I was angered when the press started trying to direct the war as well as cover it. Near the center of Panama City stood a radio tower. Every armchair strategist knows that you have to knock out the enemy’s capacity to communicate. And look at that, the U.S. military had foolishly left this transmitter operating, broadcasting prerecorded Noriega propaganda. The White House started taking flak from the press over the still-standing tower. And I started taking flak from Brent Scowcroft. I told him that the tower was not bothering us, and we did not yet have troops in that part of town to take it. We d
id not want to knock the tower down anyway, because President Endara would need it in a day or so. No dice. The press heat was too great and the tower had to go. I told Thurman and Stiner to destroy it. They were mad as hell at being over-managed from the sidelines and for being ordered to take a pointless objective.

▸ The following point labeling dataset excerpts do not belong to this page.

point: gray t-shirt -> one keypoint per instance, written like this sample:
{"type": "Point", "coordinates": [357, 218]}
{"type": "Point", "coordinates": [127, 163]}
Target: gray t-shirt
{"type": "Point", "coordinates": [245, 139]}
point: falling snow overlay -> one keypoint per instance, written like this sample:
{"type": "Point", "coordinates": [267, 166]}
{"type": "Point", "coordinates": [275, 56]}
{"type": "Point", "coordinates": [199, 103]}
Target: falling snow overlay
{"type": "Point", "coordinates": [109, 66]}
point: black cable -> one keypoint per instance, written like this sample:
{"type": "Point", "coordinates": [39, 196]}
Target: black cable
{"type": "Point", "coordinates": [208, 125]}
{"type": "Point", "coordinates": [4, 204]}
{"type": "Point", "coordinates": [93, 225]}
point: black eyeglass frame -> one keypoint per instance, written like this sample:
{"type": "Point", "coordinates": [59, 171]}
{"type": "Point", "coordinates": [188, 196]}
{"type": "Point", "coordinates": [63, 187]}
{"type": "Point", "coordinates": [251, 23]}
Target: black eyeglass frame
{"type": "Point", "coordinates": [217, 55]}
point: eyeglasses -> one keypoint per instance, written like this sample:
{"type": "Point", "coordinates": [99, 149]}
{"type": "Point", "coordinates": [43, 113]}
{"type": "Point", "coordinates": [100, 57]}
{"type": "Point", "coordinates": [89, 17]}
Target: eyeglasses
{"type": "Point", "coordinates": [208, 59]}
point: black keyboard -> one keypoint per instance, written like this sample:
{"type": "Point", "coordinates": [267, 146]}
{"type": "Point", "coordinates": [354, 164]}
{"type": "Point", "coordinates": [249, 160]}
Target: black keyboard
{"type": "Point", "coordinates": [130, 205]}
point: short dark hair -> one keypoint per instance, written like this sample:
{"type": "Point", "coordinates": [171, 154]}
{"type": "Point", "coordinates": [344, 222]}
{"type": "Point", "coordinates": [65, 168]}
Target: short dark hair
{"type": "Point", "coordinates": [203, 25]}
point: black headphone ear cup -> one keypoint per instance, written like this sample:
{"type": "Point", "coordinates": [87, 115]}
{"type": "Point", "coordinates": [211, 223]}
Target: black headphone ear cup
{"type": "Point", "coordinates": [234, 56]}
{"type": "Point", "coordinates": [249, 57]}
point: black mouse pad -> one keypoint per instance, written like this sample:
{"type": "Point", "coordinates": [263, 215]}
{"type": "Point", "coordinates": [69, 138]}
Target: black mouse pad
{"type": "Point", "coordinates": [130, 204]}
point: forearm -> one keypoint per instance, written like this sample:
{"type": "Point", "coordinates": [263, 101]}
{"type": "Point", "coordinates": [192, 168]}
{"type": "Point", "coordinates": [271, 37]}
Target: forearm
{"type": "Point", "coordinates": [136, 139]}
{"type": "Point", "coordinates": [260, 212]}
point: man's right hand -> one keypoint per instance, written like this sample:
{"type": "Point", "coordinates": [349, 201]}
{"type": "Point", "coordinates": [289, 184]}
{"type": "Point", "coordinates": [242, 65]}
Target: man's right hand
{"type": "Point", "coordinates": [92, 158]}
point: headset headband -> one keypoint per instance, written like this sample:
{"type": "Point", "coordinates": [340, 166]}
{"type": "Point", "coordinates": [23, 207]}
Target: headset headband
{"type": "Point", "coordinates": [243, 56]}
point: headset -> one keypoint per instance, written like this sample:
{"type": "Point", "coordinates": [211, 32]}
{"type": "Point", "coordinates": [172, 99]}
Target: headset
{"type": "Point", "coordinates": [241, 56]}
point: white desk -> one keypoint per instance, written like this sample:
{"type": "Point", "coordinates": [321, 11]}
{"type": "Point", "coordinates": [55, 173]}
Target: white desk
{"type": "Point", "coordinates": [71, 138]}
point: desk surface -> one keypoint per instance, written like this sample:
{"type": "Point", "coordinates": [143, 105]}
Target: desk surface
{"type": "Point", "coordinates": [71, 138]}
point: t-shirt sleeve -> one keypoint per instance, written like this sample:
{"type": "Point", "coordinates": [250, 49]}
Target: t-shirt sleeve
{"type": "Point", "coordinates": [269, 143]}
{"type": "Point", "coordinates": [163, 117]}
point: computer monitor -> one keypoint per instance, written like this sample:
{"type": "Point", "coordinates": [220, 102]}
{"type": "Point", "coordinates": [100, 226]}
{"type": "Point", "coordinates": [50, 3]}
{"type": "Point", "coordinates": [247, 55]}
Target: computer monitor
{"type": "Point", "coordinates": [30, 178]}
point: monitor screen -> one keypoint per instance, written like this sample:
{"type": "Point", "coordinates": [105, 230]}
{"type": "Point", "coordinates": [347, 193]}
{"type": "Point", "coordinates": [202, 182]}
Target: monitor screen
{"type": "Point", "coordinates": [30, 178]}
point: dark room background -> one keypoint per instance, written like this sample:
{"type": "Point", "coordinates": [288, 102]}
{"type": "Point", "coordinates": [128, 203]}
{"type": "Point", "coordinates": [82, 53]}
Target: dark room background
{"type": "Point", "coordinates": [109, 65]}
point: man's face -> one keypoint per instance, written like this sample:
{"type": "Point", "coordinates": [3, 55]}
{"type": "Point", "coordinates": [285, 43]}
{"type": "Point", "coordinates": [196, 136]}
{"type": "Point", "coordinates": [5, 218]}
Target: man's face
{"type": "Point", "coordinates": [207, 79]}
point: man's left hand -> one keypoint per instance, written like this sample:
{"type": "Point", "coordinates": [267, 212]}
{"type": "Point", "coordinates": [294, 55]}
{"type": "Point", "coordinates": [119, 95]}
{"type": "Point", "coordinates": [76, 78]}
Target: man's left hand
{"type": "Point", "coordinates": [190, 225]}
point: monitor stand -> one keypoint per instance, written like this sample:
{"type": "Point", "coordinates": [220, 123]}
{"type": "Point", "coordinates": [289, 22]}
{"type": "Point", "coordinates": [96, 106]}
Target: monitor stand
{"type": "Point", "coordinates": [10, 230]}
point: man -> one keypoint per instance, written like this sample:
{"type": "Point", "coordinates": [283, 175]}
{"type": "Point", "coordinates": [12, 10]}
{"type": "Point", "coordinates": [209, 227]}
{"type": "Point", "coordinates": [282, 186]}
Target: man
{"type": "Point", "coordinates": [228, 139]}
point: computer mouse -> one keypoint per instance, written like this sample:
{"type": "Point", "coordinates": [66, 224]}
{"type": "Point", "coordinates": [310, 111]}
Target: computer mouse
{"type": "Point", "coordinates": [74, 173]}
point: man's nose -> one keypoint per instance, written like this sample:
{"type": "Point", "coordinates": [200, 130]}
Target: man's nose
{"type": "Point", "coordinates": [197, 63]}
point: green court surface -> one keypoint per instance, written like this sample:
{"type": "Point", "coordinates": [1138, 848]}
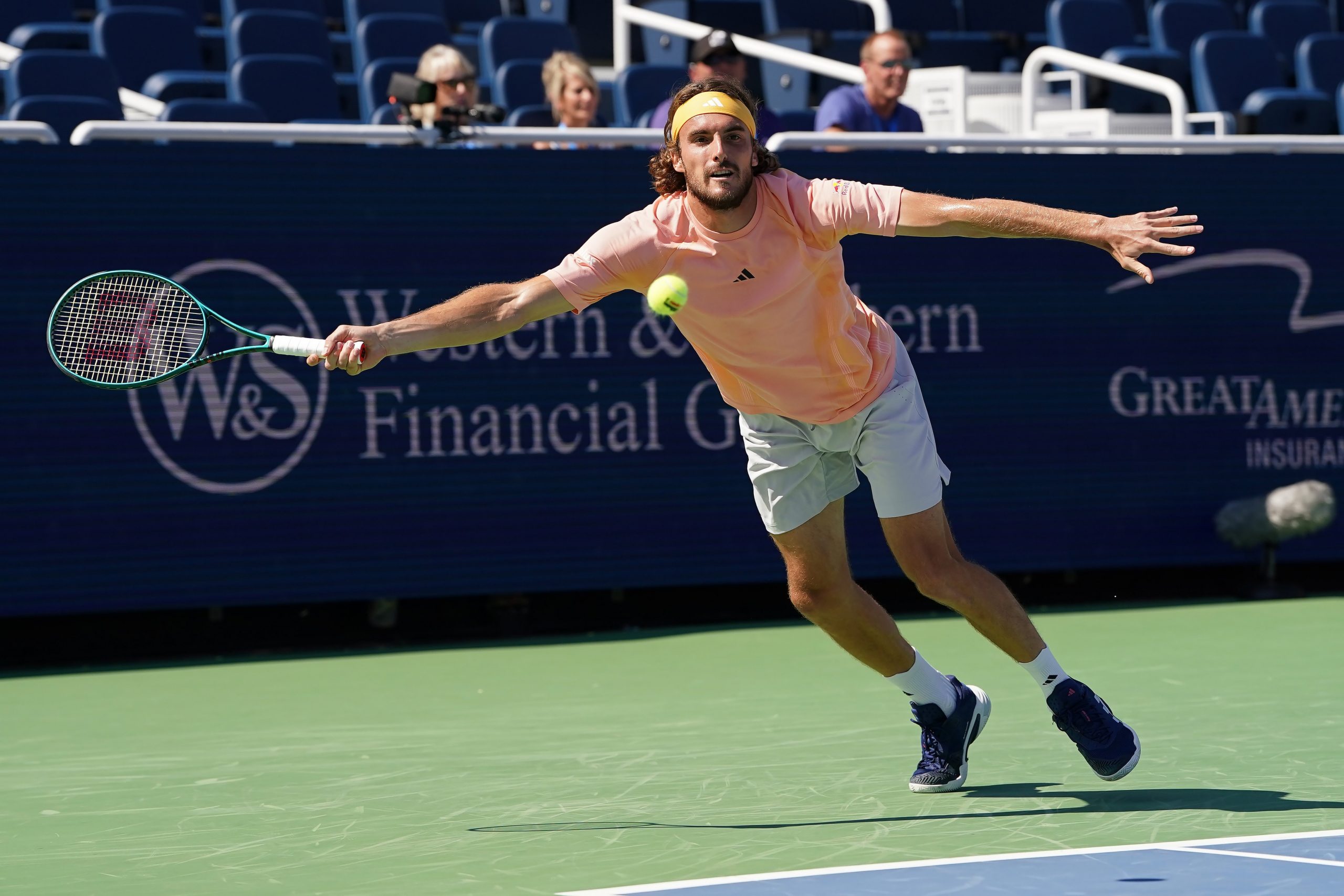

But soon, Cobra attack helicopters were shooting missiles at the girders, not unlike my old Vietnamese buddies shooting down trees with a rifle.
After the first night at the crisis center, we were back in our offices. I got another call at the Pentagon from Brent Scowcroft telling me that several correspondents were trapped in the Marriott Hotel in Panama City. “We’ve got to put troops in to rescue them,” Brent said.
“They’re in no danger,” I pointed out. “I’ve checked the situation. They’re safe in the basement of the hotel. The fighting will soon sweep right past them.”
I thought I had convinced Brent until I got a second call. He was taking terrific presssure from bureau chiefs and network executives in New York. “We’ve got to do something,” he said.
“We shouldn’t do anything,” I reiterated. “We’ve got a perfectly competent commander on the ground. He’s got a plan, and it’s working.” Were kibitzers supposed to direct the fighting in Panama from executive suites in Manhattan? I reminded Brent that there were 35,000 other American citizens in Panama, and we were trying to ensure the safety of all of them. Only a few minutes passed before Cheney called. There was no discussion. Do it, he said. No more arguments.
Again, I reluctantly called Thurman and Stiner. “I hate to tell you this,” I said as I explained the situation. “But get those reporters out, and I’ll try to keep Washington off your backs in the future.” Stiner sent in units of the 82d Airborne to storm the Marriott. On the way, they ran into a stiff firefight. We got the reporters out, but the 82d took casualties, three GIs wounded, one seriously, and a Spanish photographer was killed by American fire while covering the rescue.